Your recent Editorial (Nature 439, 117–118; 2006) bemoans the recurring subject of ethics and fraud in scientific research. I contend that many journals contribute to the prevalence of bad science, because, when the fundamental observation that led to the original publication cannot be reproduced, it is nearly impossible to publish a paper documenting this. Hence, controversies persist in the literature over many years, simply because the corrected story either is never published, or is not published as prominently as the initial paper.

True, there is an extensive specialist literature where ambiguous or conflicting results can be addressed in detail, but the readership is limited. Some journals, such as Nature, have mechanisms for publishing technical comments on published research (Brief Communications Arising: online only; see http://www.nature.com/nature/authors/gta/briefcomms.html#a2), but these are few in number and must adhere to strict criteria.

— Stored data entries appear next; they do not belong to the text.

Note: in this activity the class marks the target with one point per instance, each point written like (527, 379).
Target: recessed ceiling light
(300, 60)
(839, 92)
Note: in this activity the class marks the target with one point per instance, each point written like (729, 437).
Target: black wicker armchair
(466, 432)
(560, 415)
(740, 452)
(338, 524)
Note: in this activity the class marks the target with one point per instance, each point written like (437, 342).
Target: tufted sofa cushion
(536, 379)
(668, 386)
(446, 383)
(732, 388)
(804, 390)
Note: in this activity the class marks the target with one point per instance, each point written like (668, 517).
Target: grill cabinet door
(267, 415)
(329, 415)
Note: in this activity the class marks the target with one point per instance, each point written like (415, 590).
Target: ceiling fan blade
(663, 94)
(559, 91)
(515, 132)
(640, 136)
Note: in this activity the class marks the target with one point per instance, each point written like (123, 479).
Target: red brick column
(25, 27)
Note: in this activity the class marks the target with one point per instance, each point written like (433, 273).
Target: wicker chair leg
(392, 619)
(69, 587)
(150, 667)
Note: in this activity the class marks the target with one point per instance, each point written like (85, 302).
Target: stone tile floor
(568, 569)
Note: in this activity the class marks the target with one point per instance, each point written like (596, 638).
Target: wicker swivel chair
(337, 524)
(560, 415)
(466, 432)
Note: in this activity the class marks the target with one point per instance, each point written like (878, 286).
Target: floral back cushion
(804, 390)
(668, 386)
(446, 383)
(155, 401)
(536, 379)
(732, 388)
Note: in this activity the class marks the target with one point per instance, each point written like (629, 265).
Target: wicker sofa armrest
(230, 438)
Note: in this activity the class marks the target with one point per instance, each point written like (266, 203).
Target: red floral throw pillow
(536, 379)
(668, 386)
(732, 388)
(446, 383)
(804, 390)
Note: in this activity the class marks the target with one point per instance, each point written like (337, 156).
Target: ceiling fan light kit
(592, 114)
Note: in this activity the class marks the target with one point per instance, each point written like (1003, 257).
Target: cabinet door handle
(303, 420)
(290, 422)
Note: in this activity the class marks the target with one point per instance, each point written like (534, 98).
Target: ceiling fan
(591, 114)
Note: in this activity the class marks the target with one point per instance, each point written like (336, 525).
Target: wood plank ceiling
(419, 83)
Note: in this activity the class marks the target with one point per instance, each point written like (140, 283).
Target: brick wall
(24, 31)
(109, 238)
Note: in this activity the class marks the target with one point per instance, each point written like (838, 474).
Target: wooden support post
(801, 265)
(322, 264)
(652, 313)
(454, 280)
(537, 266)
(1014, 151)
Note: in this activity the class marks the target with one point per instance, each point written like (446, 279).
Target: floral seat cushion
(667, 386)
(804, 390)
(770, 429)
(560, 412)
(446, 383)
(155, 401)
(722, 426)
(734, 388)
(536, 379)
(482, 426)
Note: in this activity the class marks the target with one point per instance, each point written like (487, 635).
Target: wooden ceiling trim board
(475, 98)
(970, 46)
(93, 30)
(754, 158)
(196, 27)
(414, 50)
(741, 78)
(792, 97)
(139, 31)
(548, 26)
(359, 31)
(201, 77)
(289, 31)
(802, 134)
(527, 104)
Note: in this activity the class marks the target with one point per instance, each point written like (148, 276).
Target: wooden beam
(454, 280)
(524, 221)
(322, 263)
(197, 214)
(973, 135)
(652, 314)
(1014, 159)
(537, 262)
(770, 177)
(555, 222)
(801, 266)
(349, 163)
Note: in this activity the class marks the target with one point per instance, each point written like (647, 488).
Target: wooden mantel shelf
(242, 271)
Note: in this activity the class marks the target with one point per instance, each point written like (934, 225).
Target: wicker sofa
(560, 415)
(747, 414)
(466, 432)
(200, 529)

Reviewers of contradictory results often ask that the authors explain how the original authors could have obtained their results. To quote a recent rejection letter, “an adequate explanation for the apparent contradictory findings is not provided”. Certainly, speculative explanations can be offered for some kinds of experimental differences. But it is never possible to prove how another lab obtained data that cannot be reproduced. One can only be certain of one's own data. This demand for explanation creates serious problems in the case of scientific fraud. In a minor case, the original authors may have fudged one small set of data to ‘prove’ their theory. In a more serious case, fundamental observations cannot be reproduced. Whether this irreproducibility is due to outright fraud, scientific incompetence or some combination cannot be determined by the authors who try to reproduce the result and fail.

Another often-made request of reviewers is that the original experiments be reproduced exactly. This sounds reasonable but, in fact, can become an absurd burden. Even if the methods section were complete and accurate, one can never say with certainty that one has reproduced the experimental conditions precisely. Instead, the appropriate approach is to design experiments to test the conclusions of the original paper. If these conclusions are disproved, then the details of how they were arrived at are not relevant.

Of course, a contradictory paper should be held to a higher standard than was the paper it refutes. But all journals must endeavour to correct errors, or those who perpetrate scientific misconduct (not necessarily outright fraud) will be rewarded, and those who try to correct wrong hypotheses in the proper hegelian manner — thesis, antithesis, synthesis — will be punished.